John Wilson is the great-grandson of Owens Valley pioneer Joseph Swall. These newly preserved 60 acres are the last remaining of the 1,000 acres that Joseph Swall purchased in 1910.  John and his sister, Joann Huffman, remember their dad, Robert J. Wilson, patrolling the land in his airplane to make sure trespassers weren’t bothering the deer.  R.J. ran the ranch after Joseph Swall retired to Bishop, and soon found out that the high elevation fruit ranch was a risky enterprise so he started a successful construction business.  “My dad would be very pleased to see that the last piece of land will be left open space to allow a critical migration corridor to the Round Valley wintering ground,” said John Wilson.

ESLT partnered with California Department of Fish and Game (CDFG) and received a grant from the Wildlife Conservation Board to purchase the property from the Wilsons.  “This is an important and strategic acquisition to protect migration habitats that benefit the Round Valley Deer herd.  The acquisition was made possible only by the cooperative partnership of the landowner, Eastern Sierra Land Trust, Department of Fish and Game, and the Wildlife Conservation Board,” stated Jon Wilcox, Senior Land Agent for the Wildlife Conservation Board.  The Wilson’s commitment to wildlife preservation is evident because they have sold the property to ESLT at a significant discount from fair market value.

Combined with adjacent land owned by CDFG (also purchased from the Wilsons) and ESLT’s existing conservation easements, this property helps ensure a safe passage through the migration bottleneck for many species of wildlife.  “We will manage this land for wildlife, from deer to golden eagles to migrating Monarch butterflies.  This is a wonderful day for wildlife and the people of California who value the amazing natural wonders of the Eastern Sierra” commented Karen Ferrell-Ingram, ESLT executive director.  The Round Valley mule deer herd travels through the migration corridor twice a year.

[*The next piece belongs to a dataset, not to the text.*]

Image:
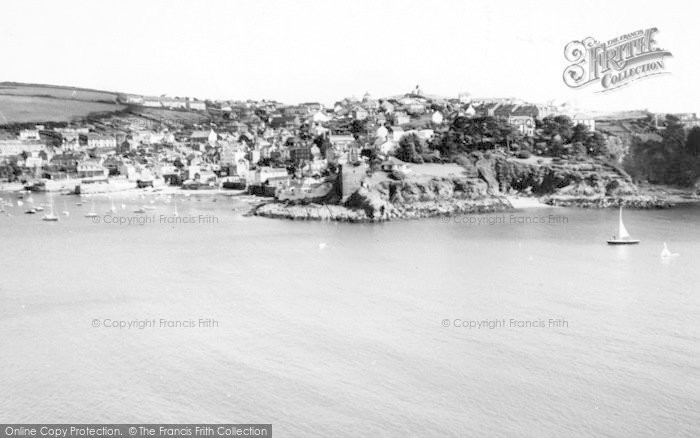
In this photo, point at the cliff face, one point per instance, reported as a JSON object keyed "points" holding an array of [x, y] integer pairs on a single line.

In the spring the herd migrates north and west to the high Sierra and then makes the opposite trip south in the fall—funneling thousands of animals right through several growing communities!  It was this miracle of migration that first prompted the founding members of ESLT to start a nonprofit here dedicated to preserving vital lands for people and wildlife.

The Round Valley mule deer herd is one of five migrating deer herds in the Eastern Sierra. The natural phenomenon of large mammal migration is threatened around the world and in the Eastern Sierra.  With the continued support of its members and the Eastern Sierra community, ESLT will keep working to preserve wildlife migration corridors in the Eastern Sierra.

Land trusts play a significant role throughout the United States in preserving and stewarding the nation’s wildlife habitats, scenic lands, and family farms and ranches by partnering with private landowners.  There are currently over 47 million acres preserved by land trusts across the country, twice the size of all National Parks combined.  It is the members and volunteers of these nonprofit organizations which help bring about these significant accomplishments.   A recent census by the national Land Trust Alliance shows that in 2010, there were almost 5 million land trust members and 350,000 volunteers throughout the US.